His words slither ice down my spine.

No wonder he never married. I never saw him date or even touch another man. Come to think of it, he never outright said he was gay. Over the years, I assumed it based his comments about Monty’s good looks when Monty and I started dating.

Mostly, I just thought Rhett was married to his job.

I’m so fucking stupid.

“I let you believe that because I needed you to feel safe around me.” Another peek at his phone. “You are safe with me.

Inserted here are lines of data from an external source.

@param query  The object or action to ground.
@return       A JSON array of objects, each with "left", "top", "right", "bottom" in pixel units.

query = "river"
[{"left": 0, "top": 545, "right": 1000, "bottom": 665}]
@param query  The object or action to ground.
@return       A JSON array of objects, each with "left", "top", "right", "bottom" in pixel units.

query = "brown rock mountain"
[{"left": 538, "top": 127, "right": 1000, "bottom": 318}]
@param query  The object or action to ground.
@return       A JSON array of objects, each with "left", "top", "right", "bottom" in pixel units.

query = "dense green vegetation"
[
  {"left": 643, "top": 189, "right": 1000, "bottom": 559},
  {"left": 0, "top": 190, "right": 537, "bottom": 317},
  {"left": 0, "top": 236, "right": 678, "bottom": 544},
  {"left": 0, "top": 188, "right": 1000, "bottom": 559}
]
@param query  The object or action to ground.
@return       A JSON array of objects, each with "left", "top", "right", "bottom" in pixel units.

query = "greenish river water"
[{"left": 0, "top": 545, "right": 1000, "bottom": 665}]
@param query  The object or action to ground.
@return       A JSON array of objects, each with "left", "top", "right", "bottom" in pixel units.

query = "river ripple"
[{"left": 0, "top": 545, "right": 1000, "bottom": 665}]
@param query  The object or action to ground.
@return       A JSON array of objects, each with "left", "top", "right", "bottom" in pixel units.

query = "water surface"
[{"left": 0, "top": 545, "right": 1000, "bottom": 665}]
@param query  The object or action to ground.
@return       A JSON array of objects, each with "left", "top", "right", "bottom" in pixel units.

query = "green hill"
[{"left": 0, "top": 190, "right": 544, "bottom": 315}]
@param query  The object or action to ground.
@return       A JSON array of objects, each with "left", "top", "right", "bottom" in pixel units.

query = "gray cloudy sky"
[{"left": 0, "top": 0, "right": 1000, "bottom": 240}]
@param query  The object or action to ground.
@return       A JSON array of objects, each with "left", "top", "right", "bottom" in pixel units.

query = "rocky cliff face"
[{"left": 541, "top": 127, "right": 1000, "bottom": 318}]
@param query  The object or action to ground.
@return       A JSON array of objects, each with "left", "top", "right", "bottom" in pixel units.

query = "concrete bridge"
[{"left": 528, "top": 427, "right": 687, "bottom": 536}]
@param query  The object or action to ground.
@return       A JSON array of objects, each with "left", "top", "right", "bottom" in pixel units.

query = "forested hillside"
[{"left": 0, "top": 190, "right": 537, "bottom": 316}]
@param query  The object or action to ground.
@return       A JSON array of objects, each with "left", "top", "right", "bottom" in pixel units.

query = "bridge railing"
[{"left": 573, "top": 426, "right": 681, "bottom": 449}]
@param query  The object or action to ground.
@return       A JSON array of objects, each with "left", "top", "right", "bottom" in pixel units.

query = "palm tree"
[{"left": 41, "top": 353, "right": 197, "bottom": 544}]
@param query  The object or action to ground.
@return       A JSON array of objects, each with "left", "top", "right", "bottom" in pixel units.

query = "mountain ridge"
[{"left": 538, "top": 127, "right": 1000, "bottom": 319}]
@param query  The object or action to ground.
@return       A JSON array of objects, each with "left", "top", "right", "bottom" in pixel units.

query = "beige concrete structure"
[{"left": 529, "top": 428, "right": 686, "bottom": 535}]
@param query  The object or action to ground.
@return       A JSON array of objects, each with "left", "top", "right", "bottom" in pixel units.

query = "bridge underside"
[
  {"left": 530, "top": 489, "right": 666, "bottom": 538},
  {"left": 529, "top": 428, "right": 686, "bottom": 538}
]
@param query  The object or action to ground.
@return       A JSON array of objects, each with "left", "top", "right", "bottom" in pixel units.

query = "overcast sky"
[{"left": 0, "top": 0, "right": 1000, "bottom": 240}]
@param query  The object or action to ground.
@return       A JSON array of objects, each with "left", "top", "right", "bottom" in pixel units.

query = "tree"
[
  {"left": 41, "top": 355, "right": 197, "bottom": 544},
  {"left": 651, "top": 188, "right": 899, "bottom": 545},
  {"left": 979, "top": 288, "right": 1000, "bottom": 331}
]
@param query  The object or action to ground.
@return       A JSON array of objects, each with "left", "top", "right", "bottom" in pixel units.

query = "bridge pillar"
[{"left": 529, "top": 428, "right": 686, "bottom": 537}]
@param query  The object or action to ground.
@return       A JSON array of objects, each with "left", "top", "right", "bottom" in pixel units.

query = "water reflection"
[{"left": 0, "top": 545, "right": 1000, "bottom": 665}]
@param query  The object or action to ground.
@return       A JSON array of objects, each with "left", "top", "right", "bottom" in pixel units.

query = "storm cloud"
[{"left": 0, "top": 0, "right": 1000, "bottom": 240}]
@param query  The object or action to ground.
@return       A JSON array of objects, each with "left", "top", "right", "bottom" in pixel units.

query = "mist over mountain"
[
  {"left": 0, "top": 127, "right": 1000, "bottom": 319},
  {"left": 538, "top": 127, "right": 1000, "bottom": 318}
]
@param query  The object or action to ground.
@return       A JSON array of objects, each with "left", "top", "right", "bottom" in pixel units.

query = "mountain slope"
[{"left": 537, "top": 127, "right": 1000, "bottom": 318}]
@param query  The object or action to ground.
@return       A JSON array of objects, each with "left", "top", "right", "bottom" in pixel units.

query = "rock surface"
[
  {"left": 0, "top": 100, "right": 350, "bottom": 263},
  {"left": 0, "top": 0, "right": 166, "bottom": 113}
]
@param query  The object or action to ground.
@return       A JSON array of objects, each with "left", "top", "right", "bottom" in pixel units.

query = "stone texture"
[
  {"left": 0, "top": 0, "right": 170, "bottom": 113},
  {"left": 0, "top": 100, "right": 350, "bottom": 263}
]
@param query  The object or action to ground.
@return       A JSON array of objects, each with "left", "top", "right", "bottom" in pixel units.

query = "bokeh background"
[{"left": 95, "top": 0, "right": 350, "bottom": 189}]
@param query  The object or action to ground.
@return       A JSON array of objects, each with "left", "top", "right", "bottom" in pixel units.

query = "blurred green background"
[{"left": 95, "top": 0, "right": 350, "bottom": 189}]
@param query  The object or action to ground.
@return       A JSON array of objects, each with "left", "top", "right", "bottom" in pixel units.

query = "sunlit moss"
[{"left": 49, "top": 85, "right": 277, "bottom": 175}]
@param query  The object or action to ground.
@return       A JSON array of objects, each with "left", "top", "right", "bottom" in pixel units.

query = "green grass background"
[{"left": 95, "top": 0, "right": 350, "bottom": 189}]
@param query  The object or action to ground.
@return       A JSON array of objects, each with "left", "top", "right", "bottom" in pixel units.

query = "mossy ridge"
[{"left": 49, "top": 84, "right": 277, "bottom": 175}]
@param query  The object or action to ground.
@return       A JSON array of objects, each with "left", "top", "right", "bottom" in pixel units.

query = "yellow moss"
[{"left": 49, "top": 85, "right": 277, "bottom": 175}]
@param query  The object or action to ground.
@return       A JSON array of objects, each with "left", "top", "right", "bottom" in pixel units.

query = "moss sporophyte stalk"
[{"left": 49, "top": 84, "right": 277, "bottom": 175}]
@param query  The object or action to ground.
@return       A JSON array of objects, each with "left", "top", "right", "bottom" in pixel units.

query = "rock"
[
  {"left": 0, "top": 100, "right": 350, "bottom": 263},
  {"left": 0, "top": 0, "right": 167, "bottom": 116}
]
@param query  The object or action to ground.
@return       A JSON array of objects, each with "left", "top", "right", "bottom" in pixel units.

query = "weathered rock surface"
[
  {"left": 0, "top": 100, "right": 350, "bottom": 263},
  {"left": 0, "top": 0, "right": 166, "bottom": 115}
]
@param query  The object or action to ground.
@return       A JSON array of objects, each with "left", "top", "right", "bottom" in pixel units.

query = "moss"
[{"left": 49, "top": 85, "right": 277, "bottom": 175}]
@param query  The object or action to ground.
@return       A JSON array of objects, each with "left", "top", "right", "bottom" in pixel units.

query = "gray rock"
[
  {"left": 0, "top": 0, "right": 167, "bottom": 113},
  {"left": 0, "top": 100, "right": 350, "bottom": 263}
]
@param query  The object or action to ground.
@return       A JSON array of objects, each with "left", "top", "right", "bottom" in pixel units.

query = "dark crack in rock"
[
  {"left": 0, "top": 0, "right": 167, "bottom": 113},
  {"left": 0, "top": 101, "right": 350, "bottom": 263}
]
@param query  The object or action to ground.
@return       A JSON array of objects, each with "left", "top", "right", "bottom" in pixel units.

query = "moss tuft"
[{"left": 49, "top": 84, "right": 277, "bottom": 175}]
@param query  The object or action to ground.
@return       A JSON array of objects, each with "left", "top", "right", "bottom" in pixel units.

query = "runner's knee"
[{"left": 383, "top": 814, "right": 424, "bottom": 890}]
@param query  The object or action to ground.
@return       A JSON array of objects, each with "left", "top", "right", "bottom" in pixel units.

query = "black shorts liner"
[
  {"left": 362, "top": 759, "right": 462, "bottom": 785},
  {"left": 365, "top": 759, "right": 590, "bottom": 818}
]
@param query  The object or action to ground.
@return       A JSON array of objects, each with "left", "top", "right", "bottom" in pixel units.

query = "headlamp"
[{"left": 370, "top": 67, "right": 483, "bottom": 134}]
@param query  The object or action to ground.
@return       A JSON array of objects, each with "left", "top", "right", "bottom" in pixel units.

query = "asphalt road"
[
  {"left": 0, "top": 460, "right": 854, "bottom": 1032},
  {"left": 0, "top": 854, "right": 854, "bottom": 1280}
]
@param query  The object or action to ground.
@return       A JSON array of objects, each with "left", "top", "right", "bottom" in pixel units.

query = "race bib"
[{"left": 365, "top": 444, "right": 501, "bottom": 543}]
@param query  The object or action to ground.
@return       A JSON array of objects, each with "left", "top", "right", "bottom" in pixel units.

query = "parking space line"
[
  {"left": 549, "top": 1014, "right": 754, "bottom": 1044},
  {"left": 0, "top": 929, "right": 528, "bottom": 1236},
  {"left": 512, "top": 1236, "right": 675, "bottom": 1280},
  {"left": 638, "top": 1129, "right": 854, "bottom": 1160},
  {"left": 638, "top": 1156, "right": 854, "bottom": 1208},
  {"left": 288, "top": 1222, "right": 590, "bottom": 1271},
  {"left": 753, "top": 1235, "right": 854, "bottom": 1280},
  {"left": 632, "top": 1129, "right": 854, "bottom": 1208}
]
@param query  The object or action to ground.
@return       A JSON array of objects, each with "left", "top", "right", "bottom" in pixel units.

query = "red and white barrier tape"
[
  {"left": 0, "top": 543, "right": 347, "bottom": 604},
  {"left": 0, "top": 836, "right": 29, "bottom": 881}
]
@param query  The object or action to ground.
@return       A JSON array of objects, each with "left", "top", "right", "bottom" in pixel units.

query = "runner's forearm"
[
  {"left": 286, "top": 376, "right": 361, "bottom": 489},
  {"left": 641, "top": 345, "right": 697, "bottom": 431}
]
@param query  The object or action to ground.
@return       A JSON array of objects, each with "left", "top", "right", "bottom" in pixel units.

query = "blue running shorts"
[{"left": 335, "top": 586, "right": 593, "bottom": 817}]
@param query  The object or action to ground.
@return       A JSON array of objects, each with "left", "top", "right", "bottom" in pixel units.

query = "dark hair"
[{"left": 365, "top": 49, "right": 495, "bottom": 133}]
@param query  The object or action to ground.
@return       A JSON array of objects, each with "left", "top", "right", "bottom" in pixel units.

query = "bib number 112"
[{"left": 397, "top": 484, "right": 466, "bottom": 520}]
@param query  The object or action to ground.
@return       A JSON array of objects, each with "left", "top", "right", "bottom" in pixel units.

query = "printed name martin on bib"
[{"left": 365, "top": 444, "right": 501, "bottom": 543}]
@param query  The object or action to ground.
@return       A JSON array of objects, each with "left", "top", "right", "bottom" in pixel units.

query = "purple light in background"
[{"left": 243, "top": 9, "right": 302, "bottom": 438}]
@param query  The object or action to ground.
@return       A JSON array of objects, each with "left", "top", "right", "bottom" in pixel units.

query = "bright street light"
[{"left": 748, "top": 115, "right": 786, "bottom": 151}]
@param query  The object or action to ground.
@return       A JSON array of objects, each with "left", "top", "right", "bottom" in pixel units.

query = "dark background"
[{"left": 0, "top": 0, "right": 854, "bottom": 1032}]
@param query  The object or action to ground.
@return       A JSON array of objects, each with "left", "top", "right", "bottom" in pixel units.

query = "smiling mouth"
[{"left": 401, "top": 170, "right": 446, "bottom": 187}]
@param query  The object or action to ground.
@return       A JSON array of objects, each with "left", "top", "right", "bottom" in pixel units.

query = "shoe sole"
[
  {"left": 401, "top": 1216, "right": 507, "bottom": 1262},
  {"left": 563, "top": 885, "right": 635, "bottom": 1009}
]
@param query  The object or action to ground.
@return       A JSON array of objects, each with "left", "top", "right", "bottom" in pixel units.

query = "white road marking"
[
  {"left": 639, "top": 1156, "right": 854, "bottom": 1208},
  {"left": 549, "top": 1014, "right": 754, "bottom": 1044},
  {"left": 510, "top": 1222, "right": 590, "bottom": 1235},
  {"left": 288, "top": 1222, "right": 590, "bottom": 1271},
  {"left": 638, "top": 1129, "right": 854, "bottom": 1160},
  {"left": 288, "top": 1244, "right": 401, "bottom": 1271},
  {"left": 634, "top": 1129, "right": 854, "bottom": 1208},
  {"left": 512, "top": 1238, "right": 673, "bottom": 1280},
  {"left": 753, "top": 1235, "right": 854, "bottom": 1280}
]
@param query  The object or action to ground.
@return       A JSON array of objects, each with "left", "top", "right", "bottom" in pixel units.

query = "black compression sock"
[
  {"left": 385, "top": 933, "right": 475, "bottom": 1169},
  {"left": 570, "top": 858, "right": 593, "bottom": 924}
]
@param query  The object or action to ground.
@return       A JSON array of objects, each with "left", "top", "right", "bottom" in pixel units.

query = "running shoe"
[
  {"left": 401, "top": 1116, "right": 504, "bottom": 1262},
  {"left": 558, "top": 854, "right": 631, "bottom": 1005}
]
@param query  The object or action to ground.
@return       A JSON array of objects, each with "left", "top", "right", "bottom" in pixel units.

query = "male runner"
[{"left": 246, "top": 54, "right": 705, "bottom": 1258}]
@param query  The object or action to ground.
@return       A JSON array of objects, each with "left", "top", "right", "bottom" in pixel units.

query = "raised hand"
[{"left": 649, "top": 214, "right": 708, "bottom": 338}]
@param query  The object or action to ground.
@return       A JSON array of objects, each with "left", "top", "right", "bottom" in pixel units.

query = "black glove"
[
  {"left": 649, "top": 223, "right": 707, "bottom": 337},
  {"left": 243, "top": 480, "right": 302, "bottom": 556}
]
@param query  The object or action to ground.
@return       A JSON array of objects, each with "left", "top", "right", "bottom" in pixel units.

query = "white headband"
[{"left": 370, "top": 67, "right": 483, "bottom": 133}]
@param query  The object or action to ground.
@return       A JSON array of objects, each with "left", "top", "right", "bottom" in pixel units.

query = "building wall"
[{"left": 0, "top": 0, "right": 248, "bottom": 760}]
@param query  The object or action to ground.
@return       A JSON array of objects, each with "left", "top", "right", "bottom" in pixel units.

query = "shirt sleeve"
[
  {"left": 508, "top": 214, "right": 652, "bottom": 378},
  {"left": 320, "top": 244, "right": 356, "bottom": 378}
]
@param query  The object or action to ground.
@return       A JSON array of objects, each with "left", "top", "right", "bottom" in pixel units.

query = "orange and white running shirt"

I know it doesn’t feel that way right now, but this will all make sense soon.” He pulls in a breath. “They’re almost here.”

The shaking inside me goes still, paralyzed by a voltage of fear.

Monty, Leo, and Kody?

He must be watching them on his phone.

I search his indiscernible features, begging his blue eyes to tell me.

He shifts his position to run his gaze down the length of me. Holding his phone in one hand, he fists the blanket with his other. Then he drags it completely off me.

Cold air sweeps in, biting along my nude skin.

He leans closer, and I shrink inside my paralyzed body.

“Don’t be shy.” He reaches out, gently sliding a finger between my legs. “We’ve already been intimate.”

My heart rate bursts into horrified tremors, and my stomach churns violently as he lifts a come-soaked finger and rubs it across my limp tongue.

“When I carried you out of the hospital in my duffle bag, I drove you to my bush plane at the Sitka airport, put you in the cargo hold, and…” He wags his head. “I couldn’t wait. You weren’t awake, but goddamn, you looked so beautiful and vulnerable, I had to have you before we took off.”

He swipes the screen on his phone and turns it toward my face.

A photo of me.

Naked, eyes closed, head lolled, legs spread, and a dick shoved up inside me. A dick with blond pubic hair.

My gaze flies to his blond head.

He raped me while I was unconscious.

Nausea surges, a stabbing, sickening agony that floods my mouth with saliva, compelling me to hurl. But even that simple reflex is denied to me. I can’t retch. There’s no relief from the roiling churn in my gut.

I scream in my head, sobbing and wailing without sound as my body ignores me, leaving me helpless and confined.

“You felt so fucking good, Frankie.” He fingers my pussy, pressing his vile digits inside, molesting me until my mind fractures amid the shrieking screams of my trapped pain. “I sent that photo to the Strakhs.”

No!

Oh, God, no! That would destroy them. It would cut them so deeply there will be no way to stop the bleeding.

And they’re coming here?

Rhett must know that he’ll have an army of bloodthirsty, murderous fiends charging in with claws and fangs unsheathed.

He would’ve prepared for that.

He’s going to kill them.

I fight to control my thoughts, to quell the meltdown splitting my skull.

“I sent the photo to all of them with a link to the instructions to find you.” He removes his hand from my body and returns his attention to his phone, swiping the screen. “When they opened the link, spyware downloaded to their devices. The instructions advised them I was watching and listening and included threats against their security team if they involved them. Threats against the lives of anyone they involved. They followed my instructions, made no phone calls, took the yacht to Sitka, boarded the bush plane I left for them, and smashed their phones when they took off.”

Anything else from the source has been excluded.